The racing couple achieved similar success in motor races across Czechoslovakia and Eliška quickly moved on to the international racing scene. She was invited by the Swiss Automobile Club to enter the Klausenpass hillclimb race and finished second. The 1927 German Grand Prix at the famous Nürburgring circuit followed, with Eliška finishing fourth overall and first in her class.
Eliška’s promising racing career brought her immense popularity and she was adored by motoring fans in Czechoslovakia. Both her career and popularity peaked in 1928, when she entered the legendary Targa Florio road race in Sicily, considered at the time to be the hardest race in the world.
It was the second time she tried her skills at Sicily, but the first time, in 1927, she had been forced to retire when in second place after the steering on her Bugatti T37 broke. She faced technical difficulties again in 1928, but this time, she took her Bugatti T35B to the finish even though the water pump broke. In the second of five laps, Eliška was in the lead, but the technical problems cost her a few places. She finished in a still wonderful fifth place. The winner, Albert Divo, saluted Eliška after the race and thanked her for a hard competition.
After coming home from Sicily, Eliška was the centre of attention. Whenever she drove through Prague with Čeněk in her Bugatti, she was followed by dozens of motorcyclists and cheering crowds.

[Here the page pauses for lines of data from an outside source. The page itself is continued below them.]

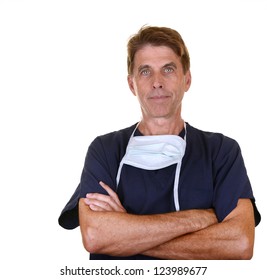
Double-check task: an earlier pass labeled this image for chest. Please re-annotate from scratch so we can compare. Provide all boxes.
[117,161,213,214]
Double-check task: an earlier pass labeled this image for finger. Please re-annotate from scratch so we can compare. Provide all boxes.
[99,181,122,206]
[86,195,115,211]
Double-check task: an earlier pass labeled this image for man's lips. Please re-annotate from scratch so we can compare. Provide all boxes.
[148,95,170,101]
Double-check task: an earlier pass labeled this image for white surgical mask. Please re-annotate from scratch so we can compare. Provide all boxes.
[116,124,186,211]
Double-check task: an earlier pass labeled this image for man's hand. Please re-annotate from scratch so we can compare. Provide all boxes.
[84,181,126,212]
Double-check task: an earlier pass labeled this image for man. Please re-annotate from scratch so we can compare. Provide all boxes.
[59,27,260,259]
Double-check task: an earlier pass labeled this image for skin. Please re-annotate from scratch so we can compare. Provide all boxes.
[79,45,255,259]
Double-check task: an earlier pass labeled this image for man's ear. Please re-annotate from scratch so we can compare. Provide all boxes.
[127,75,136,95]
[184,70,192,92]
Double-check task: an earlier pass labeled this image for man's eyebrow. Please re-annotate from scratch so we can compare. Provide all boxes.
[138,64,151,72]
[163,62,177,69]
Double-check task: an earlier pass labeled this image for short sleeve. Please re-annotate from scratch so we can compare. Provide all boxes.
[213,137,260,225]
[58,137,114,229]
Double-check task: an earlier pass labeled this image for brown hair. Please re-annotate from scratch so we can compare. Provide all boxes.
[127,26,190,75]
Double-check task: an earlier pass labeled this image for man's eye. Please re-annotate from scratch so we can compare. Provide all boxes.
[140,69,150,76]
[164,67,174,73]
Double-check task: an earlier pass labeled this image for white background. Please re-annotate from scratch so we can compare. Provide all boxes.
[0,0,267,279]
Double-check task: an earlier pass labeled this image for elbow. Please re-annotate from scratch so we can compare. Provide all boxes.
[235,236,254,260]
[82,225,102,254]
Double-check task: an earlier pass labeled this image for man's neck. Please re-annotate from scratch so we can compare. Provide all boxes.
[138,117,184,135]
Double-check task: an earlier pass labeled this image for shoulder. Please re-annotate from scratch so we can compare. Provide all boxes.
[87,124,136,160]
[92,124,136,147]
[187,124,239,148]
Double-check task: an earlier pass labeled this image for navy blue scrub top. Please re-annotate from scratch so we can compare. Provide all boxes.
[59,124,260,259]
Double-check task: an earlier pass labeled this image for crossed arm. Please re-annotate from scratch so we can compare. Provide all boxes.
[79,182,254,259]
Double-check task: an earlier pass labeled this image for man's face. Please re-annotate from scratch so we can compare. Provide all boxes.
[128,45,191,119]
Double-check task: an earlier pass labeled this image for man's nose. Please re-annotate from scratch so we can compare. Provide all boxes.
[153,74,163,89]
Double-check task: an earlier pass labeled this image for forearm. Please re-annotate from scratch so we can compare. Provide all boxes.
[143,201,254,260]
[79,199,216,256]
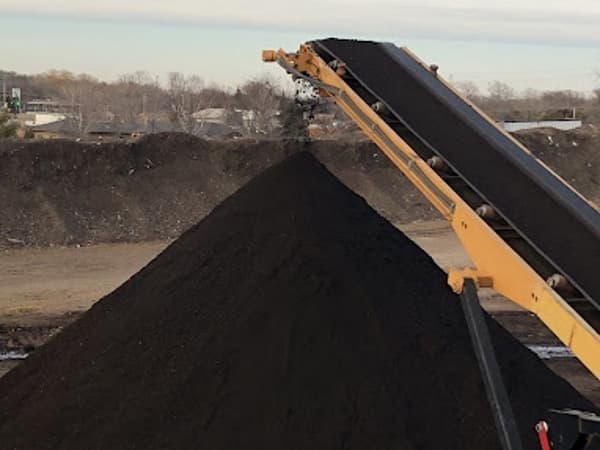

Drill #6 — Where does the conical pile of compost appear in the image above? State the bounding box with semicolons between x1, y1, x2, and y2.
0;153;592;450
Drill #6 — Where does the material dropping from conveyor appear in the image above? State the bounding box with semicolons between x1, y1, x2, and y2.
0;153;593;450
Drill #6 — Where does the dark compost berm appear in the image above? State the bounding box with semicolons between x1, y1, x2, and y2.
0;153;593;450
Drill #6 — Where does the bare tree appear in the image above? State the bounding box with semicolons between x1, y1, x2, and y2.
110;71;165;122
43;71;109;137
168;72;223;135
240;77;283;136
454;81;479;101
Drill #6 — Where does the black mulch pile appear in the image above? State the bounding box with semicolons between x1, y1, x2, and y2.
0;153;593;450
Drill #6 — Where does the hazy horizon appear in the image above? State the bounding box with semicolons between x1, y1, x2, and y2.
0;0;600;92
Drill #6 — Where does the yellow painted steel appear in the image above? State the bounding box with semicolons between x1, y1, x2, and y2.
263;45;600;379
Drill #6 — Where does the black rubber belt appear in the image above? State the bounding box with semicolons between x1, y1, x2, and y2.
313;39;600;308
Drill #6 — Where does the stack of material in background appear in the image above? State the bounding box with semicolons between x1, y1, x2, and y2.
0;153;593;450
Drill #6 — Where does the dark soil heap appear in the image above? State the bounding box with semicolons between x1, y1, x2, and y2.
0;153;592;450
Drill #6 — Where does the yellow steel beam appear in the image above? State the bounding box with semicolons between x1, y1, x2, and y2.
263;45;600;379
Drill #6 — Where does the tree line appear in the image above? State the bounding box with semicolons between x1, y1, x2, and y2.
0;70;600;137
454;81;600;122
0;70;301;136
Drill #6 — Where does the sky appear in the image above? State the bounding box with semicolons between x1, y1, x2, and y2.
0;0;600;92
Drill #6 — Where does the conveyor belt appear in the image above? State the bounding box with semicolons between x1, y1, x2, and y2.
312;39;600;308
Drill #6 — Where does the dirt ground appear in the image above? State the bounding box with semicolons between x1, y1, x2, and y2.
0;221;600;404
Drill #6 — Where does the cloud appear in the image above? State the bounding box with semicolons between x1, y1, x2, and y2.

Eliška was convinced that she couldn’t accomplish anything greater in racing, so she wanted to step aside and become Čeněk’s manager. That wasn’t meant to be.
Sad End of Husband and Career
In the same year, 1928, a tragic accident occurred during the German Grand Prix. Čeněk Junek’s car skidded and he was thrown out of the car, cracking his skull on a rock. He was racing without a helmet – he had ordered one, but it didn’t arrive in time. The remaining Czechoslovak racers, including Eliška, retired from the race as a sign of respect.
Even though Ettore Bugatti himself tried to persuade her otherwise, Eliška immediately quit racing, although she didn’t lose her love of cars. She cooperated with Czechoslovak Automobile Club for Moravia and Silesia, she was active in creating Masaryk’s Circuit in Brno and she was an ambassador for Bugatti. In the first half of the 1930s, she helped the famous company Baťa with tyre development, and she remained in this field until her retirement.
After her husband’s death, she moved from her flat in the Lucerna Palace in Prague’s Wenceslas Square to a villa, “Na krásné vyhlídce”, which today houses the embassy of Spain. She married sports and motoring journalist Ladislav Khás but their marriage only lasted until 1976.
Eliška Junková lived to be 93 years old. She died on 5th January 1994 in Prague, leaving her mark in history as a legendary racer, remembered by sporting fans and the big names of motorsport alike. The people who were lucky enough to meet her described her as a pleasant lady who looked feminine and elegant even behind the wheel of a racing car – where she could do wonders.